To start a single-node Elasticsearch cluster for development or testing, specify single-node discovery to bypass the bootstrap checks:

docker run -p 9200:9200 -p 9300:9300 -e "discovery.type=single-node" docker.elastic.co/elasticsearch/elasticsearch:7.7.0

Confirm that server is running on http://localhost:9200/_cat/nodes?v&pretty

# curl can be used too
curl -X GET "localhost:9200/_cat/nodes?v&pretty"

Check docker logs

docker logs <containerId>

Fixes on PC2016 machine

The cluster failes because the max-heap-size is too low. This value need to be increased for running elastic cluster of 3 nodes.

I created simpler docker compose file with only 1 server and without checks. This OK for development.

The vm.max_map_count setting should be set permanently in /etc/sysctl.conf:

grep vm.max_map_count /etc/sysctl.conf
vm.max_map_count=262144

To apply the setting on a live system, run:

sysctl -w vm.max_map_count=262144

Elastic REST API

Elasticsearch server exposes API points for communication. The request are returned as JSON data. The REST Api documentation is here.

Create & delete indexes

The indexes in ELS can be considered as databases (collection of documents)

PUT /products

DELETE /pages

CRUD with documents (records)

ELK is document based database. The database is called index. The record is called document. Here some basic CRUD examples

  • create document: this sample creates new document (record) in persons index (database/table)
const url = "localhost:9200/persons/_doc";
const data = {
  name: "Dusan Mijatovic",
  email: "d.mijatovic@dv4all",
  address: {
    street: "Clauskindereweg 145",
    postcode: "1069HN",
    city: "Amsterdam",
  },
};
fetch(url, {
  method: "POST",
  headers: {
    "Content-Type": "application/json;charset=utf-8",
  },
  body: JSON.stringfy(data),
});

/* response
{
    "_index": "persons",
    "_type": "_doc",
    "_id": "pUlxF3IBxYjMP1lznaQB",
    "_version": 1,
    "result": "created",
    "_shards": {
        "total": 2,
        "successful": 1,
        "failed": 0
    },
    "_seq_no": 2,
    "_primary_term": 2
}
*/
  • retreive document: this example gets document by id.
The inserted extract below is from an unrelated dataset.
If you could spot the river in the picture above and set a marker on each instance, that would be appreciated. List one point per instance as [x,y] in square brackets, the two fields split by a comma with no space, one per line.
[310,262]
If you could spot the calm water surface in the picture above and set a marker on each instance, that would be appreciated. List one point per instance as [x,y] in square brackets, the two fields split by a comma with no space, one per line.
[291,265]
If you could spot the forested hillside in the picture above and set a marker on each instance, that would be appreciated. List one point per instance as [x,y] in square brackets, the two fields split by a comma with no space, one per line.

Note that document data is in prop "_source".
const url = "localhost:9200/persons/_doc/J94cFXIBuVUippQL-gMS";

fetch(url, {
  method: "GET",
  headers: {
    "Content-Type": "application/json;charset=utf-8",
  },
});

/*response
{
    "_index": "persons",
    "_type": "_doc",
    "_id": "J94cFXIBuVUippQL-gMS",
    "_version": 2,
    "_seq_no": 1,
    "_primary_term": 2,
    "found": true,
    "_source": {
        "name": "Dusan Mijatovic",
        "email": "d.mijatovic@dv4all",
        "address": {
            "street": "Clauskindereweg 145",
            "postcode": "1069HN",
            "city": "Beograd"
        }
    }
}
*/
  • update document: this example updates city prop of document with id J94cFXIBuVUippQL-gMS. Note that url has _update/{id} srtucture. Also you can add new properties using this update API point. The logic is: if property exists it will be updated and if not exists it will be created. In addition you can run update scripts
const url = "localhost:9200/persons/_update/J94cFXIBuVUippQL-gMS";
const data = {
  address: {
    city: "Beograd",
  },
};
fetch(url, {
  method: "POST",
  headers: {
    "Content-Type": "application/json;charset=utf-8",
  },
  body: JSON.stringfy(data),
});

/* returns
{
    "_index": "persons",
    "_type": "_doc",
    "_id": "J94cFXIBuVUippQL-gMS",
    "_version": 2,
    "result": "updated",
    "_shards": {
        "total": 2,
        "successful": 1,
        "failed": 0
    },
    "_seq_no": 1,
    "_primary_term": 2
}
*/
  • scripted updates: You can update document by providing scripts/logics/functions. In the example below we increase prop saldo by 1 for person with id J94cFXIBuVUippQL-gMS. In addition there is possibility of upsert. Upsert means to update document if it exists and if not create new document.
const url = "localhost:9200/persons/_update/J94cFXIBuVUippQL-gMS";
// increase saldo by 1
const data = {
  script: {
    source: "ctx._source.saldo++",
  },
};
fetch(url, {
  method: "POST",
  headers: {
    "Content-Type": "application/json;charset=utf-8",
  },
  body: JSON.stringfy(data),
});

// OTHER EXAMPLES
const data = {
  script: {
    // assign saldo value to be 10
    source: "ctx._source.saldo = 10",
  },
};

const data = {
  script: {
    // reduce saldo by params value
    source: "ctx._source.saldo -= params.quantity",
    params: {
      quantity: 4,
    },
  },
};
  • delete document: example below deleted document with id J94cFXIBuVUippQL-gMS
const url = "localhost:9200/persons/_doc/J94cFXIBuVUippQL-gMS";
fetch(url, {
  method: "DELETE",
  headers: {
    "Content-Type": "application/json;charset=utf-8",
  },
});

/* returns
{
    "_index": "persons",
    "_type": "_doc",
    "_id": "pUlxF3IBxYjMP1lznaQB",
    "_version": 2,
    "result": "deleted",
    "_shards": {
        "total": 2,
        "successful": 1,
        "failed": 0
    },
    "_seq_no": 12,
    "_primary_term": 2
}
*/

Sharding and routing

ELK indexes documents using a formula: routing % num_of_shards. Therefore it is not possible to change number of shards in the created index (database).

Document versioning

Versioning is very basic. There is only last version of document is avaliable, however every update of a document will increase document version by 1 (_version). When you delete document the version value is retained for 60 sec. This versioning is called internal versioning. Use of _version prop is limited.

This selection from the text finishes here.